Dive Brief:
- An alleged victim of racial bullying has filed a $5-million claim — the precursor to a possible lawsuit — against San Jose State University.
- The claimant, a black man, was a 17-year-old freshman last fall who says he was subjected to a series of abusive incidents by four white roommates in his dormitory suite.
- Among the incidents, which went on for weeks, the roommates called him “three-fifths” and “fraction,” referring to the way the pre-Civil-War U.S. government counted black slaves as a fraction of a person.
Dive Insight:
If the allegations are true, it's almost inconceivable that no one in a position of authority intervened. The roommates also tacked up a Confederate flag on a window in the suite, locked him in his room, wrote the "N-word" on a dry-erase board in the suite’s living room, and wrestled him to the ground and fastened a U-shaped bicycle lock around his neck and told him they lost the keys, according to court documents, police reports, and campus housing staff emails.

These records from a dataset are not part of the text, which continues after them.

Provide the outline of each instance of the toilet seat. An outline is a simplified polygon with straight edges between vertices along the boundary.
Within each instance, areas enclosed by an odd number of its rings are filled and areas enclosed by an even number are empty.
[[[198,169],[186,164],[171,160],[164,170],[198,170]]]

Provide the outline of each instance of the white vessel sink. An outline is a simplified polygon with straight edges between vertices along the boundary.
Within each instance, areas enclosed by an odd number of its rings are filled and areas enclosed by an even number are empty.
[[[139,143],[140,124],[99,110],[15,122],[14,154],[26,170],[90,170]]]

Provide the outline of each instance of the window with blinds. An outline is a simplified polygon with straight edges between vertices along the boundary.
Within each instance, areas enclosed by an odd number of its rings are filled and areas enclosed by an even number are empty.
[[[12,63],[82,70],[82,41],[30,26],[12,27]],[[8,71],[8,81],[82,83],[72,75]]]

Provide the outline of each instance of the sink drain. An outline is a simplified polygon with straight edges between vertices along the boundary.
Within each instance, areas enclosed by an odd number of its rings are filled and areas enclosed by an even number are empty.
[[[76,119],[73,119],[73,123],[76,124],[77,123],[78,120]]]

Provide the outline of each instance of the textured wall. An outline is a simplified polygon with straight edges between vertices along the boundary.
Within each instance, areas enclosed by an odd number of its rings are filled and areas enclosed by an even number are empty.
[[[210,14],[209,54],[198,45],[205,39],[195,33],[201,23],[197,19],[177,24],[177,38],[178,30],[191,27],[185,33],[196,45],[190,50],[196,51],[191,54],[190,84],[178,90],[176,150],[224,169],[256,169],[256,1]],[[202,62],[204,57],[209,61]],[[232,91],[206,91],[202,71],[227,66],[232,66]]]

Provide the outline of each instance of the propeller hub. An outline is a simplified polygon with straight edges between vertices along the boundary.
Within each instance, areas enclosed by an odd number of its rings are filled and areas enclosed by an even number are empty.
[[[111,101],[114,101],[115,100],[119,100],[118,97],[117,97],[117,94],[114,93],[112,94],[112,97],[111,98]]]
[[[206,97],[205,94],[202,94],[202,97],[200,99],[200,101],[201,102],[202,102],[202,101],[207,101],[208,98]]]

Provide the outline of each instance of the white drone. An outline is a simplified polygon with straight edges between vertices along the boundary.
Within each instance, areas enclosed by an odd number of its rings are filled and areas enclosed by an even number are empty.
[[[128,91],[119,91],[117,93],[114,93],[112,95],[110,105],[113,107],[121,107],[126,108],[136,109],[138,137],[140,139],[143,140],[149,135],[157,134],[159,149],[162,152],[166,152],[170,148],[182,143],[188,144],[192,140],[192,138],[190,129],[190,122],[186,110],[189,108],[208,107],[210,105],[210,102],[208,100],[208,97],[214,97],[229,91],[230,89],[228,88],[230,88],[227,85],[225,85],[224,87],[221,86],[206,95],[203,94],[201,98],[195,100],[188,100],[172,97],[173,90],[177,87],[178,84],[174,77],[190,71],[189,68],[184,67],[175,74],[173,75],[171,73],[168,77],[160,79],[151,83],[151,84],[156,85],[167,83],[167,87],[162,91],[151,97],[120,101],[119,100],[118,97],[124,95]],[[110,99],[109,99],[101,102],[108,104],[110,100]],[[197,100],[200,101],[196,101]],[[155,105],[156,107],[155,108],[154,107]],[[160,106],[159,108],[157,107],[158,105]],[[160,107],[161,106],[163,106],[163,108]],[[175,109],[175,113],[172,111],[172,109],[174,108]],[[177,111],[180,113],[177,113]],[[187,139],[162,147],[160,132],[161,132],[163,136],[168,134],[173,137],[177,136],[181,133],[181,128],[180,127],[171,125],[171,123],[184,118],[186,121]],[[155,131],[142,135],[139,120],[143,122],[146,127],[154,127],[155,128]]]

The claimant, Donald Williams Jr., alleges a dormitory adviser ignored a "clear" warning sign that "a potentially explosive and dangerous situation was developing.” San Jose State is also under fire from a task force on racial discrimination that was created earlier this year by the university to critique its handling of the incidents, the San Jose Mercury News reported. The four roommates have pled not guilty to misdemeanor hate-crime and battery charges.